ABUBAKAR SHEKAU, Leader, Boko Haram (through interpreter): By Allah, these girls will not leave our hands until you release our brothers in your prison.

GWEN IFILL: Nigeria’s government confirmed that a window of negotiation is open. At the same time, the U.S. started manned surveillance flights over the region. Authorities think Boko Haram might be holding the captives in the Sambisa forest, near the border with Cameroon.

Back in Chibok, the girls’ dorms lie empty and burned out, while authorities try to piece together what happened and how.

GODIYA SIMON: OK, the time that this thing happened to us, we are in the school. So we are sleeping in the room, and we are hearing the guns, so we come out and we sit outside, so that we are sitting, and all the staff, they run and they leave us in the school.

GWEN IFILL: In all, about 50 girls managed to escape, despite being locked in by their teachers, as one father told a reporter.

WALTA SIMON: Those teachers tell them don’t run. They tell them don’t run. And one of the teachers locked the gate, and there is no way for them to escape.

GWEN IFILL: The principal of the school says she was away when the attacks occurred.

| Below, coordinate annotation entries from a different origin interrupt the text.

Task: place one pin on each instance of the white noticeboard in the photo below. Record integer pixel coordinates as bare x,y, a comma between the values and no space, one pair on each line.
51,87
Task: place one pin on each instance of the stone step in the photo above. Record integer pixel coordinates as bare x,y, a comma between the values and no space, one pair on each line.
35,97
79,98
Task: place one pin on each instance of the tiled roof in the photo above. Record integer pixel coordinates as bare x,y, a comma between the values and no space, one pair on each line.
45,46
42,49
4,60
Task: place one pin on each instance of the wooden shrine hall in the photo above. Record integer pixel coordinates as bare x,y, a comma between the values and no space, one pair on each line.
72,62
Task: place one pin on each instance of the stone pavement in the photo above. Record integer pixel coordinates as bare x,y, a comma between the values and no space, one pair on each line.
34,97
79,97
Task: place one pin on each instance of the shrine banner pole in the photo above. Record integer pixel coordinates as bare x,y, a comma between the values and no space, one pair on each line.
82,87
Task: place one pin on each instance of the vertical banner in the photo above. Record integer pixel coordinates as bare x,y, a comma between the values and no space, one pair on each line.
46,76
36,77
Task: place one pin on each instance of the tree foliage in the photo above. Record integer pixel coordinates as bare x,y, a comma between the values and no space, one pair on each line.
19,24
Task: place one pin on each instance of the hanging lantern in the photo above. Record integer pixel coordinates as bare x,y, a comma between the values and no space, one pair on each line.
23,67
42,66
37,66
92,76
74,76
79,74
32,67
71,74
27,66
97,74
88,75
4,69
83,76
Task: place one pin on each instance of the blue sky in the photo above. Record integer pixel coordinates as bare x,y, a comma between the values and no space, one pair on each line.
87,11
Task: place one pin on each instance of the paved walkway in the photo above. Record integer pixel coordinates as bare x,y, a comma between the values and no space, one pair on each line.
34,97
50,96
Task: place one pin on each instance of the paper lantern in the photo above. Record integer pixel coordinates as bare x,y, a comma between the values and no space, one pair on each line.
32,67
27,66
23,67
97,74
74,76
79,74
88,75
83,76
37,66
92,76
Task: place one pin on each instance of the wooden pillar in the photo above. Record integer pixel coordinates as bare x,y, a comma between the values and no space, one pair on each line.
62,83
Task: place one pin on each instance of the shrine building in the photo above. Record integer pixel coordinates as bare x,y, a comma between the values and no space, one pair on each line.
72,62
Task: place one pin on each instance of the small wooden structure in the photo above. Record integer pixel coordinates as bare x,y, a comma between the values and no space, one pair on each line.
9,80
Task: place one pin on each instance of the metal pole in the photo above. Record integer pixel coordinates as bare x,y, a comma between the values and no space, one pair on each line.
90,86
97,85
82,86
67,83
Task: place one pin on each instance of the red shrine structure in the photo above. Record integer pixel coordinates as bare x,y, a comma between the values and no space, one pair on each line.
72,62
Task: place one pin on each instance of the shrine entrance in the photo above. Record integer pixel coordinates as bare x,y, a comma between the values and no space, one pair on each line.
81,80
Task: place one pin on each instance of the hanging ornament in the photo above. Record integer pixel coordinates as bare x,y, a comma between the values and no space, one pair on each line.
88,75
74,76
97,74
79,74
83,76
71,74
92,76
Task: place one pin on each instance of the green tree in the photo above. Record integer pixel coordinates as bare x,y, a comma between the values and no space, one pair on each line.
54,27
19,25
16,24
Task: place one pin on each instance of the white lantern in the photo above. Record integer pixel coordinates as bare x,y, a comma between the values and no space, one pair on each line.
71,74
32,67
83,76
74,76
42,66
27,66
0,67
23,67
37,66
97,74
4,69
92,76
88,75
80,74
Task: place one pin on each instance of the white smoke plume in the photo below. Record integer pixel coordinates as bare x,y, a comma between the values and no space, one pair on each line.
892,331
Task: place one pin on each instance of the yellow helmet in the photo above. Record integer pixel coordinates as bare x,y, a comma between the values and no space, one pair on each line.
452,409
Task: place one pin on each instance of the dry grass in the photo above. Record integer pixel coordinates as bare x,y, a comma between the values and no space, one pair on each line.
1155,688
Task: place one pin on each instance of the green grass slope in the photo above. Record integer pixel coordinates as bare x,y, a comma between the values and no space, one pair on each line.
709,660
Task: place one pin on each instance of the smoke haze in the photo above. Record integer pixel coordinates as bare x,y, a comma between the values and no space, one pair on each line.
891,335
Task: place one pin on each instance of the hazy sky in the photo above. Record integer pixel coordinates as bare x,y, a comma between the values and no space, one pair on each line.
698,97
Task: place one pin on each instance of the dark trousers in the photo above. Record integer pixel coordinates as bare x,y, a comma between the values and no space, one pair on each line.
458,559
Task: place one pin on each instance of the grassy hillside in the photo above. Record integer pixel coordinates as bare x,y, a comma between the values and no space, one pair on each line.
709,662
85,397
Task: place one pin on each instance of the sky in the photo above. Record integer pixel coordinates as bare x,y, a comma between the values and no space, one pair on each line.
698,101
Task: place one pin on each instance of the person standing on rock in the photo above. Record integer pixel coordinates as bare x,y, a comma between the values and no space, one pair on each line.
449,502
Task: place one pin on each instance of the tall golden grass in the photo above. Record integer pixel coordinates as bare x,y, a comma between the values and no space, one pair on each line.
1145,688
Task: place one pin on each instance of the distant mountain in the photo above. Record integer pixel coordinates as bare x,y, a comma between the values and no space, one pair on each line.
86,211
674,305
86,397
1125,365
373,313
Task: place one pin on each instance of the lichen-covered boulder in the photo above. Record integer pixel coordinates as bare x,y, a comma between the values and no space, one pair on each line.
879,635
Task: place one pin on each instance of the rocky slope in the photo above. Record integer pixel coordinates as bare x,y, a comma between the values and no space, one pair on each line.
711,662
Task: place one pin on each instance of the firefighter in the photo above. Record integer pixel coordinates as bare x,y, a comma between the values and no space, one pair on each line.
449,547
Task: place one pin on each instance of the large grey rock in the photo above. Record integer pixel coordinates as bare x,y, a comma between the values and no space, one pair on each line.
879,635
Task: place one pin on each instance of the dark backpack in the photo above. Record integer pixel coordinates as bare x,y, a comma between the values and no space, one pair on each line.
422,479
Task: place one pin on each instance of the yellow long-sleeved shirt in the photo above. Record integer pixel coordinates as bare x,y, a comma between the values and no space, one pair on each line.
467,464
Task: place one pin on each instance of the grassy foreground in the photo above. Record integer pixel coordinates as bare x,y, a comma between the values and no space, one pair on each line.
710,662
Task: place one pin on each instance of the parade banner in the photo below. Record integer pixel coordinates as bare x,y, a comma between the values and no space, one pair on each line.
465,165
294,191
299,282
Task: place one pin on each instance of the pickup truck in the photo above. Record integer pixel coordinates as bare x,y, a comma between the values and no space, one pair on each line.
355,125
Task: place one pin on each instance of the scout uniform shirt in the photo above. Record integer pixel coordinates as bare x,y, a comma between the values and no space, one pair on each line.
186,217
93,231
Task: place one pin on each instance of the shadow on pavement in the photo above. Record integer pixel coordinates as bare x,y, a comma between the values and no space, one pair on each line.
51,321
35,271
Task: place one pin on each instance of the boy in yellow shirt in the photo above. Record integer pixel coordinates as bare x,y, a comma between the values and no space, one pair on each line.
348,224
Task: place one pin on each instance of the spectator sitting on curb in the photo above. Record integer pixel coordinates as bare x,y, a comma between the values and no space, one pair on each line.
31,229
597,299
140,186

HAJIYA ASABE ALI KWAMBULA: I was in Maiduguri, attending medical treatment. I am a diabetic patient. I went for medical treatment, because every two weeks, I used to attend the clinic.

GWEN IFILL: Nigerian authorities have come under fire for their response to the abductions and to combating Boko Haram.

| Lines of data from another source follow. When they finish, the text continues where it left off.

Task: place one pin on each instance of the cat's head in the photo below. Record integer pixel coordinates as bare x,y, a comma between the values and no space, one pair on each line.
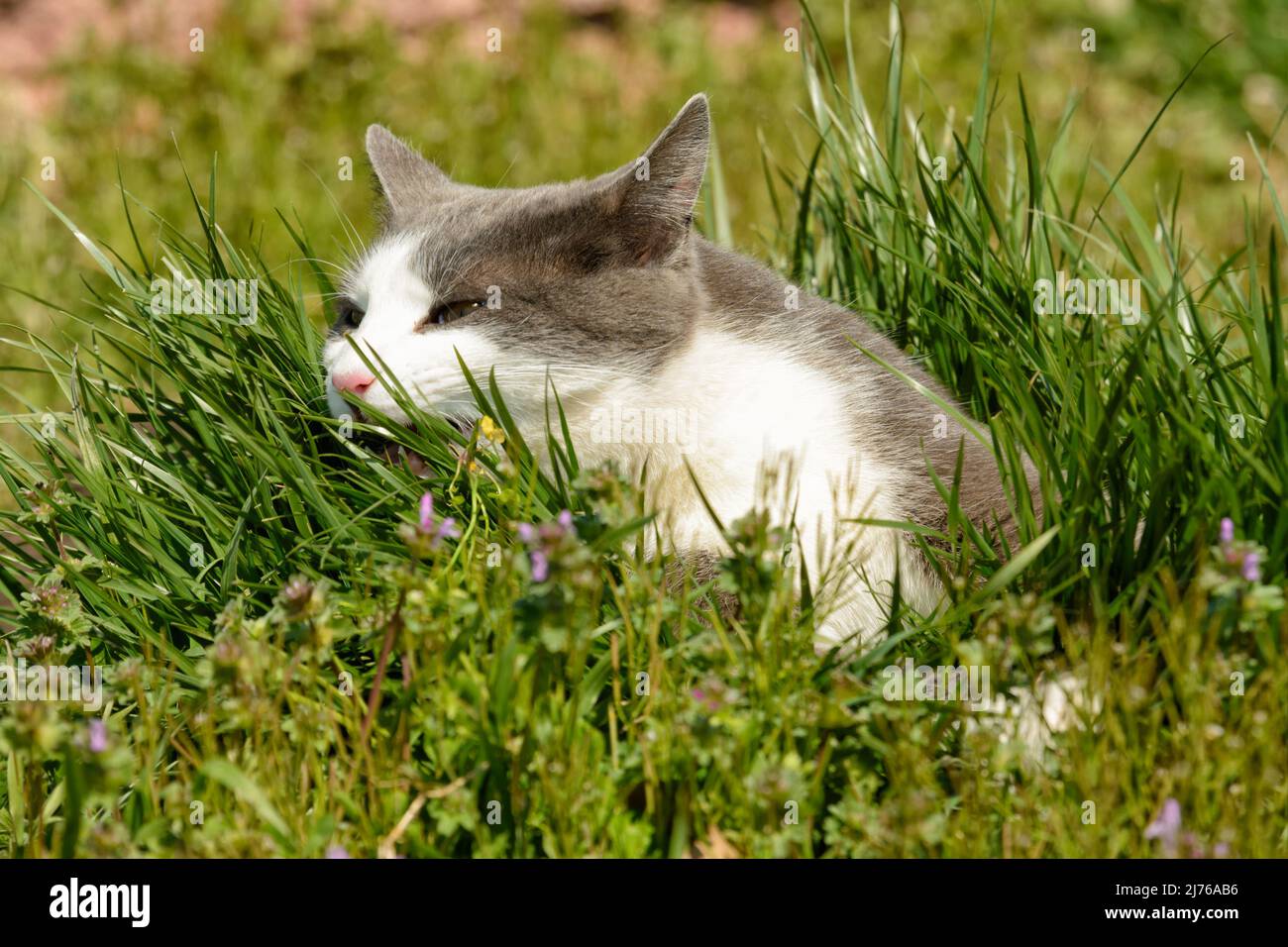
589,281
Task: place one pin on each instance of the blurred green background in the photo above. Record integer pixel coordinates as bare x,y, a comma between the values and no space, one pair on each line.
283,91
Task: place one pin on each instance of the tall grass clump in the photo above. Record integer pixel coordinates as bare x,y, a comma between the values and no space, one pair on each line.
313,648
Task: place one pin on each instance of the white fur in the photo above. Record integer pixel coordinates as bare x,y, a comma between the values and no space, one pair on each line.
769,431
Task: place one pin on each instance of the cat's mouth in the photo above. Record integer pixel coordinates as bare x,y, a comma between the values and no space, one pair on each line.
397,454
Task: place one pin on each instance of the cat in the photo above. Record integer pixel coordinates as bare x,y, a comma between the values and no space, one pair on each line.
603,291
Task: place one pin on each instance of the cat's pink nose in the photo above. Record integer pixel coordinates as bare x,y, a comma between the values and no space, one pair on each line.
356,381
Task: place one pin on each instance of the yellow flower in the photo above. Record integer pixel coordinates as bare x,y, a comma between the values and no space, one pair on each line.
490,431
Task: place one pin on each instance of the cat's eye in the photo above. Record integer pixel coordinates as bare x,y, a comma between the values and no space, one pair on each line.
348,316
449,312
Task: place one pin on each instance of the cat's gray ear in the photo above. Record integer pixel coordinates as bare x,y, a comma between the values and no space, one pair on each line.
652,197
406,179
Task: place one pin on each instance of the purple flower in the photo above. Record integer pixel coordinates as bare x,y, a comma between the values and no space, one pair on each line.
97,736
1167,826
540,566
1252,567
441,531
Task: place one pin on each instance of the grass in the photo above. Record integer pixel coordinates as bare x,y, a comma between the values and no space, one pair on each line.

But Foreign Affairs Minister Aminu Wali says the criticism is unfair.

AMINU WALI, Foreign Affairs Minister, Nigeria: It took Chibok and the girls to really bring the attention of the international community what we have been struggling with all these years. We have put all the resources in our capacity, with limited abilities, to try to combat and contain the situation.

GWEN IFILL: Meanwhile, protests over the girls’ plight continued today, from Abuja to Paris, where a group of high-profile women, including two former French first ladies, called for the students’ speedy release.

VALERIE TRIERWEILER, Former First Lady, France (through interpreter): We must all, men and women, be together for these young girls, but beyond that it must be a symbol for all women who are oppressed in the world.

GWEN IFILL: France will host to a summit this weekend focusing on security and Boko Haram.